Es en este espacio, fuera del alcance de la población, donde el trabajador sufre y la falta de insumos para brindar un servicio completo se traduce directamente en estrés laboral.
Definición y contexto de salud De acuerdo con el Instituto Nacional para la Seguridad y Salud Ocupacional ( NIOSH ), el estrés laboral se produce cuando las exigencias del trabajo no igualan los recursos disponibles para el trabajador.
En el sector salud, la carencia de insumos, equipo médico y Equipo de Protección Personal ( EPP ) no es solo una falta administrativa, sino que constituye una condición peligrosa de trabajo que genera violencia psicológica institucional.
Según la OMS , la depresión y ansiedad afectan el desempeño laboral; en México, el 75% de los trabajadores ya padecía fatiga por estrés antes de la pandemia.
Factores de riesgo identificados en centros de salud La falta de implementación de la NOM-035-STPS-2018 deriva en un impacto psicológico grave debido a los siguientes factores:
• Carga de trabajo: Obliga a improvisar procedimientos y doblar turnos por fallas en el equipo, lo que provoca agotamiento emocional y frustración..
• Falta de control: El trabajador no puede decidir cómo brindar una atención adecuada por la ausencia de insumos, generando ansiedad y sentimientos de inutilidad..
• Jornadas prolongadas: La necesidad de extender turnos para «sacar el trabajo» con menos equipo produce insomnio y eleva 6,8 veces el riesgo de padecer Burnout.
• Interferencia trabajo-familia: La preocupación por no poder atender pacientes se traslada al hogar, pudiendo generar depresión.
• Liderazgo negativo: Existe presión de los jefes para «resolver con lo que hay», lo que fomenta el miedo a represalias y sufrimiento emocional.
• Violencia laboral externa: El trabajador recibe directamente los reclamos de pacientes y familiares por carencias que son responsabilidad de los directivos, derivando en un síndrome de desgaste..
• Daño Moral y Psíquico: La falta de medios técnicos aumenta el miedo al contagio y la preocupación; este daño psíquico termina convirtiéndose en daño físico cuando el estrés es inmanejable.
• Ausentismo: Las áreas con ambientes de riesgo muy alto presentan niveles elevados de ausentismo no programados.
• Riesgo Cardiovascular: El desequilibrio de «alto esfuerzo y baja recompensa» duplica el riesgo de sufrir un infarto.
• Abuso de autoridad: Se presentan cambios de horario sin justificación, violentando derechos laborales y transgrediendo la normatividad sin seguir procedimientos legales.

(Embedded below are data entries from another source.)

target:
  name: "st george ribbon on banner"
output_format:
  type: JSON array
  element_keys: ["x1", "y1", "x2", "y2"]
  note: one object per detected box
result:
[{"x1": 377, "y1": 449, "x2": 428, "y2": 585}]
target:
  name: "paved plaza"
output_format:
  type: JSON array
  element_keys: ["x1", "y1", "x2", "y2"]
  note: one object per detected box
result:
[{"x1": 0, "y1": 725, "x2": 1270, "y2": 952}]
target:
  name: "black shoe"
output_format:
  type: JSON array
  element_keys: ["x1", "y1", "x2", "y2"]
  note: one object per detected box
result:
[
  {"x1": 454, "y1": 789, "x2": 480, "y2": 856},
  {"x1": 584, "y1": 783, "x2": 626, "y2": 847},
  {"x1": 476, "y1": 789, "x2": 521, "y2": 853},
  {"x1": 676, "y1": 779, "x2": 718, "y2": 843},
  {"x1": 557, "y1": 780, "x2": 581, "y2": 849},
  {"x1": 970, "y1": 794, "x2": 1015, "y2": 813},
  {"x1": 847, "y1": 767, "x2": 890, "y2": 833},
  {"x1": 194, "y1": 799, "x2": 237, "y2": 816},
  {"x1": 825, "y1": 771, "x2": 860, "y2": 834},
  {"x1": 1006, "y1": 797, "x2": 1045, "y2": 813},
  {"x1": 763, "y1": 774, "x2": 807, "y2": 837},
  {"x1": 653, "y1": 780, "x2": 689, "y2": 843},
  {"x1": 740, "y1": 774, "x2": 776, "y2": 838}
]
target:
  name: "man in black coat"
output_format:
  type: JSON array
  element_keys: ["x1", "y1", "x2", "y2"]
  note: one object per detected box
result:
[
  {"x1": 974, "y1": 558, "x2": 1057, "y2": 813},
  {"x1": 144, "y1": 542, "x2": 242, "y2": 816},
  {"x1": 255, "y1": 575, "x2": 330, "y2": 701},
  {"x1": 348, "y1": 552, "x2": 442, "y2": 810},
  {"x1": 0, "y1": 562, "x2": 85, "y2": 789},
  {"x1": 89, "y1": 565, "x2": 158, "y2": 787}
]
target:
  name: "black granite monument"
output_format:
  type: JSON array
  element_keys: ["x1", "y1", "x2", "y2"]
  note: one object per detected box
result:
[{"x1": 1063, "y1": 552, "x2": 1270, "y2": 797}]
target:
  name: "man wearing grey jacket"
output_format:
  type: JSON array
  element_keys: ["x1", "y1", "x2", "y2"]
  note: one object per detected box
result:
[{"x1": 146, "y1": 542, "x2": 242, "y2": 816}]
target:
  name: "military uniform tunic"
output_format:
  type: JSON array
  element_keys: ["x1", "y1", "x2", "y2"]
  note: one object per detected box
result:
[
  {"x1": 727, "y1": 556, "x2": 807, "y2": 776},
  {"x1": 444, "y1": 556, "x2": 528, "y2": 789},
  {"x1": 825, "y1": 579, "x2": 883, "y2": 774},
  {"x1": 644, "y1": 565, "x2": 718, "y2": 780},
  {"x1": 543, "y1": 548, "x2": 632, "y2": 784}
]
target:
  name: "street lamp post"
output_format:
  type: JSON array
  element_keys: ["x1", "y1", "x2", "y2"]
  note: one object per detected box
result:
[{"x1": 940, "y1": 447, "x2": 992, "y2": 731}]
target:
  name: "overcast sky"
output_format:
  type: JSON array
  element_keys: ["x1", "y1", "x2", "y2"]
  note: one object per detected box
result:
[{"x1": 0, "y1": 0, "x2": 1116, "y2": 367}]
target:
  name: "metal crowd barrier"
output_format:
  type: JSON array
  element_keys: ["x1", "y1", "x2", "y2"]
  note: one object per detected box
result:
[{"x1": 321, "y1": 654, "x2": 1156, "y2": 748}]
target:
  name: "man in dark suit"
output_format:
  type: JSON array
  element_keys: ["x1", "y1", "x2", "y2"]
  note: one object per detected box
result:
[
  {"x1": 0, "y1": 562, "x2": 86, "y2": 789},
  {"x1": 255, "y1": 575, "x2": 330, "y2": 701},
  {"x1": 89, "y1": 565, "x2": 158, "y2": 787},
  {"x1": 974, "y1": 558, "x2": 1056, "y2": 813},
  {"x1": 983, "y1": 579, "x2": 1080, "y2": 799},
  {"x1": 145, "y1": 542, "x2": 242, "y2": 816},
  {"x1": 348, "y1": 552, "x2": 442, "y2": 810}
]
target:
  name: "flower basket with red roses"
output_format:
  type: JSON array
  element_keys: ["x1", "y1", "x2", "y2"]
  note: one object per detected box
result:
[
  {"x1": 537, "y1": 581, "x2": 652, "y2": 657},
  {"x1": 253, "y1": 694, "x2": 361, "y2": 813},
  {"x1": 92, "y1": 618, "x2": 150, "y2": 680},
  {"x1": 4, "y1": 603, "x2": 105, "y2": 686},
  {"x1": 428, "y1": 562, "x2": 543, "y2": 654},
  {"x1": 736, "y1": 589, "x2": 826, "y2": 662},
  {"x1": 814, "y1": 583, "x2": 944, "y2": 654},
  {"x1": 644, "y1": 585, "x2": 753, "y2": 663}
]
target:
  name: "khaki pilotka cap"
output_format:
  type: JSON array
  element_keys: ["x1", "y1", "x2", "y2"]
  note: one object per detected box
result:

Análisis final El autor concluye que los trabajadores de las dependencias de gobierno se encuentran en un «sufrimiento silencioso» . Esto los ha llevado a normalizar la violencia laboral ya acostumbrarse a padecer síntomas físicos y psicológicos, lo cual el abogado define como «sentimientos mal encausados». Esta situación no es responsabilidad de los empleados, sino una consecuencia directa de la falta de empatía de los titulares de las dependencias, quienes parecen temer el progreso del trabajador.